The definition of justice has been debated since at least Plato's "Republic" more than 2000 years ago.
> "justice", which used to mostly mean "the proper administration of law".
Citation needed.
That isn't what that word has meant since, at least, Socrates. Read academic works of jurisprudence from the past 3 centuries, and you'll see that most people are concerned with defining "law" as subsidiary to "justice", just as Rawls does, rather than the other way around (as suggested by you).
Rawls didn't suddenly come out of nowhere and change the game completely. He's just another voice in a conversation that is thousands of years old. Namely, how can we say with confidence that a set of laws is just?
You may not like his answer, but Rawls is certainly not the first (nor the last) to pose the question.

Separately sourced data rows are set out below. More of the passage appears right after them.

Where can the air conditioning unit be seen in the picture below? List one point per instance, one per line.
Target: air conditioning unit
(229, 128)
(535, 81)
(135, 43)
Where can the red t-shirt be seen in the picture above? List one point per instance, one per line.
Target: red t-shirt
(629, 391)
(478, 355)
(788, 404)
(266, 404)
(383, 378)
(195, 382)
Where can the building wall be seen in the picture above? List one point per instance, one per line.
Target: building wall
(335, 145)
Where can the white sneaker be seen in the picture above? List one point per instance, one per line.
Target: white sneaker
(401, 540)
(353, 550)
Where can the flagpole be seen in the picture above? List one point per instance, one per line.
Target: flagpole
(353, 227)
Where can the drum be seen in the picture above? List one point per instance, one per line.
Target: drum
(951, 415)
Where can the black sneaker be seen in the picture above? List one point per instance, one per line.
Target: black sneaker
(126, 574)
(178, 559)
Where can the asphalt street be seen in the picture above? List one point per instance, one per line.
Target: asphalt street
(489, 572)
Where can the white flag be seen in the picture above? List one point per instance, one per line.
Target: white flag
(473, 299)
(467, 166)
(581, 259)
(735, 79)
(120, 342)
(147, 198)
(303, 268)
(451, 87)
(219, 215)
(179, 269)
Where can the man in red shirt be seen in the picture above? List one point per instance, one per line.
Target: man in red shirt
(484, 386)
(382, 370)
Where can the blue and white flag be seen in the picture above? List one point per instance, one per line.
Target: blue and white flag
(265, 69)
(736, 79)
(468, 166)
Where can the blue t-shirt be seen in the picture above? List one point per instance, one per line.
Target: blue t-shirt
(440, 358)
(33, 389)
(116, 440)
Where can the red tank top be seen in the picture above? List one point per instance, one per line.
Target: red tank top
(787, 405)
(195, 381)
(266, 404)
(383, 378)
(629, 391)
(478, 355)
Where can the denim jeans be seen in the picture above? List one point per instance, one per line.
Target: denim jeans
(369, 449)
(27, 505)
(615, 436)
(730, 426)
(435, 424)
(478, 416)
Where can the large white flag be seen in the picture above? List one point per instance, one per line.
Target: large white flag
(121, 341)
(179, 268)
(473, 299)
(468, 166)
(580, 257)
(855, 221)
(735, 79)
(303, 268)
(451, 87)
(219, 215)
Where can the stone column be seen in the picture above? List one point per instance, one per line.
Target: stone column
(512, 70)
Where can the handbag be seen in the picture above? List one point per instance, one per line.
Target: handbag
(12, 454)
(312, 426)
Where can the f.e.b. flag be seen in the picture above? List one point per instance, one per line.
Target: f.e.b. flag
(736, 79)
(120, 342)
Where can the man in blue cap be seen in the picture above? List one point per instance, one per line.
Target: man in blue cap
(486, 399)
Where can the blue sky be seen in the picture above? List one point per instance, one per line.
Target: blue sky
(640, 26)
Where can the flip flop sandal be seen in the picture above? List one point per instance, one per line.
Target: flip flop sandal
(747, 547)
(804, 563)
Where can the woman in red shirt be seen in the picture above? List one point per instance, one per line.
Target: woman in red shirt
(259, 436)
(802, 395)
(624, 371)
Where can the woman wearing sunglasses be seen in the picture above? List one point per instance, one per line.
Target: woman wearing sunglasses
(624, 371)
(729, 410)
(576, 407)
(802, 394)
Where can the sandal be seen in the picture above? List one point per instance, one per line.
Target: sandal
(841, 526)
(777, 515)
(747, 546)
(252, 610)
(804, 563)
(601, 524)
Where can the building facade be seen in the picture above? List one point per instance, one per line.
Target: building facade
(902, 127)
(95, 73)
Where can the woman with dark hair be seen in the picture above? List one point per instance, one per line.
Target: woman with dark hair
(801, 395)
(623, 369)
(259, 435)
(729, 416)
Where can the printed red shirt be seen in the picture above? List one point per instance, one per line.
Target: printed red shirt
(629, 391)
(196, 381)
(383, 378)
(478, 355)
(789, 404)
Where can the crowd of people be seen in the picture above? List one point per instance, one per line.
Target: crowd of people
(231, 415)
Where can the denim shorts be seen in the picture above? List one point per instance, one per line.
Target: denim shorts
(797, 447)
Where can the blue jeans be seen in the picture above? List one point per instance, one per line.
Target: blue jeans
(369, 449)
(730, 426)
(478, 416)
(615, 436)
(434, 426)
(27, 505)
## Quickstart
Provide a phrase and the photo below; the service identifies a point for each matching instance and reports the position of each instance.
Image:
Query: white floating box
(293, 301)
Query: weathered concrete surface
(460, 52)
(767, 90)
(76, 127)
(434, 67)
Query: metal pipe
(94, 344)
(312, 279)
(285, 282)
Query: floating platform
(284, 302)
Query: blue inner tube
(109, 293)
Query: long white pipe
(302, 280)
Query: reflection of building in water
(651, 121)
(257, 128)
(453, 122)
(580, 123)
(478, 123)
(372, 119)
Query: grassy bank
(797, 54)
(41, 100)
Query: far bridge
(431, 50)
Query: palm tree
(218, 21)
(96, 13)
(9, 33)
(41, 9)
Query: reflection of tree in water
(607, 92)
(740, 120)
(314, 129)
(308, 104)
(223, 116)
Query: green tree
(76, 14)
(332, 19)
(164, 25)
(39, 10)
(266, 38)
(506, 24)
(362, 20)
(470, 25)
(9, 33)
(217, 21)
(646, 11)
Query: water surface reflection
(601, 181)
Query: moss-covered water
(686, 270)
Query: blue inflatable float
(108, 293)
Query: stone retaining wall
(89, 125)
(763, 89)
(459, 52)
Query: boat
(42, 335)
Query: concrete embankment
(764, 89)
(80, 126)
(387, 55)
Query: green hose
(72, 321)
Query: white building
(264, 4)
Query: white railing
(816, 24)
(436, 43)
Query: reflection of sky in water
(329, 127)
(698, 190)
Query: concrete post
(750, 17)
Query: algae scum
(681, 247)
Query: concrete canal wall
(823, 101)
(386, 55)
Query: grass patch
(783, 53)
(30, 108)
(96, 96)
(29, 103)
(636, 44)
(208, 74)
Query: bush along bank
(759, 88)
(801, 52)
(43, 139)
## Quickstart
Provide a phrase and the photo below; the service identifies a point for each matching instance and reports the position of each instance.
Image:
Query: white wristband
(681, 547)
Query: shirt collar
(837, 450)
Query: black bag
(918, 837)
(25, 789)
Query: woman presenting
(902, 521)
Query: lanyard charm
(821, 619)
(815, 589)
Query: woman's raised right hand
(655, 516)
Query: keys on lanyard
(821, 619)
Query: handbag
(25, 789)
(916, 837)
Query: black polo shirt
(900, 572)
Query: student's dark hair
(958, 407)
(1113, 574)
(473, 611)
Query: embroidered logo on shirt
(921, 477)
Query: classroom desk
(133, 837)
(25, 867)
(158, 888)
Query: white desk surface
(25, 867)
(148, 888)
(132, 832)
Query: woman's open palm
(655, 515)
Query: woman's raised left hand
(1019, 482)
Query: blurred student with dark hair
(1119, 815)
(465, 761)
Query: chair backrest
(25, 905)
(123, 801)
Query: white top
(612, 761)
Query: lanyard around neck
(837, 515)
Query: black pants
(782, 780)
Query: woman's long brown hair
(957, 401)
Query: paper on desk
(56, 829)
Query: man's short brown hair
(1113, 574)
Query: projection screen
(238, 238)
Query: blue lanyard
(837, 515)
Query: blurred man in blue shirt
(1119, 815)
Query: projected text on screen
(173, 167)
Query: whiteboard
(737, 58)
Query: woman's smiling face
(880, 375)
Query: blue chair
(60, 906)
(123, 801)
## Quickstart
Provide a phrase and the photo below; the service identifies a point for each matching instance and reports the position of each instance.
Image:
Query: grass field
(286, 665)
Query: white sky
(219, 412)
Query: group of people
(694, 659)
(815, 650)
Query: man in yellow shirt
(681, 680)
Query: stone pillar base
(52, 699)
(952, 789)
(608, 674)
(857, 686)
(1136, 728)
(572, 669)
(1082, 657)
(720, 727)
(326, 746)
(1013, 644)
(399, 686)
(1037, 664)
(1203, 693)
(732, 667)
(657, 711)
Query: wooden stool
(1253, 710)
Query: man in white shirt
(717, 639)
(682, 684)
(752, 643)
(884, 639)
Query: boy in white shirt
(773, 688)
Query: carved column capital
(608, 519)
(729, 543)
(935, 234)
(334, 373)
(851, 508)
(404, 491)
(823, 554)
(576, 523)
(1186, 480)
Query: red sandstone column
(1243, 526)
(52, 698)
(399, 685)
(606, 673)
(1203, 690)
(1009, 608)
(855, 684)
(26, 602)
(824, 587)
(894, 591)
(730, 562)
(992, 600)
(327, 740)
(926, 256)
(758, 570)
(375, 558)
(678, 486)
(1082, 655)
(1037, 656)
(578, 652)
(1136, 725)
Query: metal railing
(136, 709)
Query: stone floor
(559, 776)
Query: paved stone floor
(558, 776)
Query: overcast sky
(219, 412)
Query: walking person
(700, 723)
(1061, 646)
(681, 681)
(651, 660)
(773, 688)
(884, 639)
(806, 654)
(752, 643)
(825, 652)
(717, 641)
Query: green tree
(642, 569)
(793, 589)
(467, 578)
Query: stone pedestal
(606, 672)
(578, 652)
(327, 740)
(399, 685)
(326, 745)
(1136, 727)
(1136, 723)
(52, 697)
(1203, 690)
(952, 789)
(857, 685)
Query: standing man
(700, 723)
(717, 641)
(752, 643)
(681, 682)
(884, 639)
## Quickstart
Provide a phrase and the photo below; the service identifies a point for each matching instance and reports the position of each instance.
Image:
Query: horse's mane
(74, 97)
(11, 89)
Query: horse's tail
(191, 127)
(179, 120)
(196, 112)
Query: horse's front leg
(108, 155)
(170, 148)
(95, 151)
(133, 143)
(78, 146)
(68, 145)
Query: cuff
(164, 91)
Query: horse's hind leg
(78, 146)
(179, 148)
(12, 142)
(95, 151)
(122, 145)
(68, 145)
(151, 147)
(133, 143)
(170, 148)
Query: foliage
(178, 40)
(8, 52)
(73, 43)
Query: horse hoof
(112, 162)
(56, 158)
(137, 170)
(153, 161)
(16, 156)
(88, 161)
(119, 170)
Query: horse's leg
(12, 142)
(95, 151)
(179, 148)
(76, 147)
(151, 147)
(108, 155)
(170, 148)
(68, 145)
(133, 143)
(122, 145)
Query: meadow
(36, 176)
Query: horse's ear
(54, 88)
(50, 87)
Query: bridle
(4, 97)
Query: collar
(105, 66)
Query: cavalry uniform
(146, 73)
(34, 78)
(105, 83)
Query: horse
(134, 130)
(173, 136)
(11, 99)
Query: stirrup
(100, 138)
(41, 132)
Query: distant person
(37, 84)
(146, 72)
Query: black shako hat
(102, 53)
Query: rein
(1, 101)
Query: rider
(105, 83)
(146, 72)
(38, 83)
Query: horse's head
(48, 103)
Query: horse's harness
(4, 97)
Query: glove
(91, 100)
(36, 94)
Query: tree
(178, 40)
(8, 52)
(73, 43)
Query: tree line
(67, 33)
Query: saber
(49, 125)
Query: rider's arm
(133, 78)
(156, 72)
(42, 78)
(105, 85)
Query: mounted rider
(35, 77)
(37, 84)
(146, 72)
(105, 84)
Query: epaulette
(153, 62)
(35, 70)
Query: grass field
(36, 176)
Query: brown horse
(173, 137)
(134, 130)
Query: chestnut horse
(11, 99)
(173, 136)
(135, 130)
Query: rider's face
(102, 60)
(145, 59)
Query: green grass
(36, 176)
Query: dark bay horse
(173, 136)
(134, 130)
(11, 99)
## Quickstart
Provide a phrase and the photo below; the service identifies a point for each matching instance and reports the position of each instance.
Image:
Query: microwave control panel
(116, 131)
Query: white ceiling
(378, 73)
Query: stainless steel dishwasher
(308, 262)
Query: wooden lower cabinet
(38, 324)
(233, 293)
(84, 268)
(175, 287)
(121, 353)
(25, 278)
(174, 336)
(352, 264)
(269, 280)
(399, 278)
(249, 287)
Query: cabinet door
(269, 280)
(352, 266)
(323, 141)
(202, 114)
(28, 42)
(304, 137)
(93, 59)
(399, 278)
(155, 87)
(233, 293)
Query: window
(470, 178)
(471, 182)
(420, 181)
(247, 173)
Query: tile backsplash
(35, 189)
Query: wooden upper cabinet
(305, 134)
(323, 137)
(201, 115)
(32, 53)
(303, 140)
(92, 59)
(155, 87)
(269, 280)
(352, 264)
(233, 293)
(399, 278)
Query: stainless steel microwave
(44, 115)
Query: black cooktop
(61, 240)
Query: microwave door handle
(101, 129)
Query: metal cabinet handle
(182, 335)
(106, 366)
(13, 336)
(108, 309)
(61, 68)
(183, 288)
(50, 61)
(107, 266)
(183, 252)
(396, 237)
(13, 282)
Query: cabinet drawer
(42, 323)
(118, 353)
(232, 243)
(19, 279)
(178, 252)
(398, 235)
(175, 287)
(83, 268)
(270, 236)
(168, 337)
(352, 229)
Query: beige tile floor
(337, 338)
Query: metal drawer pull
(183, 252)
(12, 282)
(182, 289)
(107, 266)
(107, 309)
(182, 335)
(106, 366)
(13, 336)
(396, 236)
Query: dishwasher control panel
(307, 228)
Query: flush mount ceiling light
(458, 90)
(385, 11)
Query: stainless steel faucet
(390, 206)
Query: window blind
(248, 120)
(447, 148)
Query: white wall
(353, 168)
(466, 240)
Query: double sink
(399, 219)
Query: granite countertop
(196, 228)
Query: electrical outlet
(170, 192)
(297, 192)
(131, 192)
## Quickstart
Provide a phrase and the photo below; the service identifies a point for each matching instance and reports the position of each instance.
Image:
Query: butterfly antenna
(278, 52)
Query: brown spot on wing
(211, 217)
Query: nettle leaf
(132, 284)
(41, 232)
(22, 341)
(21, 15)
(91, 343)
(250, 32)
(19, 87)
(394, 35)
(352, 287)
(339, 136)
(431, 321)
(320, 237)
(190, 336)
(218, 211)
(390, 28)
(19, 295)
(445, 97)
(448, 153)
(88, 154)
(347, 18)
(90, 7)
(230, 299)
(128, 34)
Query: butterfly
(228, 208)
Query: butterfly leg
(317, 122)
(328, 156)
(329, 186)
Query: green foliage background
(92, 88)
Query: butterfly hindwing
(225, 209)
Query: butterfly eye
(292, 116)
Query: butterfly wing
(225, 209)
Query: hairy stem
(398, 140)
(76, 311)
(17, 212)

Small aside but their is something particularly humorous to me in this relatively recent phenomena where people who worry about "wokeness" start pointing to fairly vanilla and historical Western philosophers as the authors of contemporary social ills. Foucault and Derrida? I can understand the way that thought process went, but now increasingly its figures like Kant and Rawls. How far will it go? In a few months people will say Kierkegaard was a SJW and Husserl was responsible for decadent Liberal introspection and pronouns in the bio.
Idk, nobody is going to be talking about these people in a year, but it is very interesting to see this now.
I agree largely with what you are saying, although (as a fan of Rawls) I don't really think linking Rawls to "social justice" as a concept is as far-fetched as you seem to think. Kant? Yes.
Yes I guess you are right about that, and I don't know enough about Rawls to say much more.. But if an analytic 20th century social philosopher is going to be a "woke" guy now, I don't know who is not vulnerable to that charge anymore. But I guess thats the point.
Wittgenstein's had a poignant and simple conception of words as bags for meaning. We can put meaning into them, and take it out, and put different meanings instead, again and again. They've always been variable in meaning, and its difficult to say any two people, let alone cultures from different eras, will impart the same meaning to a term.
You may be right, I'm no expert on his work. Though one thing I do recall is that he had different professional periods, in which he had very different conceptions, or at least approaches, to philosophy; so perhaps that resolves the discrepancy?
Words mean different things to different people. Your premise that "justice" had some universally agreed upon meaning prior to Rawls' "orwellian" corruption is silly.